22 janvier 2021 ~ 0 Commentaire

D’arrache-pied, d’arrache-coeur – Catherine Baptiste

En des vers très libres, courts, concentrés, condensés, en quelques mots seulement Catherine Baptiste dit, crie plutôt, « Non, je n’ai pas trouvé mieux qu’écrire des poèmes » pour raconter la balade des migrants, ceux qui ont laissé leur cœur sur leur sol natal, ceux qui ont usé leur pieds sur les routes d’un ailleurs meilleur.

« D’arrache-pied, d’arrache-cœur / quitter / mon pays premier / avec pour lambeaux / pour chaire / / un cri poignard / à tous vents »
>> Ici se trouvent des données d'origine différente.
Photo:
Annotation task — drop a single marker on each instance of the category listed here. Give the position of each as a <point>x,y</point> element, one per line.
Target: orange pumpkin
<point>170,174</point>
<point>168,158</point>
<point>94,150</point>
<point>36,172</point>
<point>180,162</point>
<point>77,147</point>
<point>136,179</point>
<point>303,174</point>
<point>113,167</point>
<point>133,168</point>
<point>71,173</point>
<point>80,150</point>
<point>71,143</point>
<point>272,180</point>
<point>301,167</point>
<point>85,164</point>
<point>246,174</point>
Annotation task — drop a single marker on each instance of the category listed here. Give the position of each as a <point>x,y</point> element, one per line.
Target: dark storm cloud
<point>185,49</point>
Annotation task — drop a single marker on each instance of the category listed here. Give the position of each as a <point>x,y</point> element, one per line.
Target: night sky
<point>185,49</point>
Il y a un mot, un mot très lourd, trop lourd, dur, trop dur, pour dire ce périple périlleux, cette épopée improbable, ce voyage au maigre espoir mais il est trop violent pour qu’elle l’écrive, alors elle le confie à Sophie Verbeek, l’illustratrice, pour qu’elle le suggère dans sa délicate calligraphie.

« Il y a un mot pour dire cela / Ce périple / d’un point à un autre / d’un inconnu à un autre /d’un devenu inconnu d’où tu pars / vers l’inconnu devenu ton point de chute »
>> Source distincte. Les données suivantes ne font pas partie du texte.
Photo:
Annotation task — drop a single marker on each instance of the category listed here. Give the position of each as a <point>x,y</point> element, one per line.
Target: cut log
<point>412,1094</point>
Ecrire des poèmes pour dire que chacun a droit au bonheur dans un monde paisible dont tous pourraient rêver. Ecrire des poèmes pour dire son envie de dévorer la vie, de se défouler pour déverser l’énergie débordante, de partager son empathie qui semble immense.

« et vivre encore / à merveille en chacun de vous / toutes les salves / de la très brûlante poésie des cœurs »

Bouffer la vie, la dévorer, trouver sa raison d’être au bout du chemin mais le bout du chemin n’est pas celui dont ils ont rêvé. Ils trouvent souvent une autre misère.

« des caves, des greniers, des puits en clair-obscur / des cages / des chambres closes, des tentes tentées / des jungles, des ghettos, des charniers non vidés »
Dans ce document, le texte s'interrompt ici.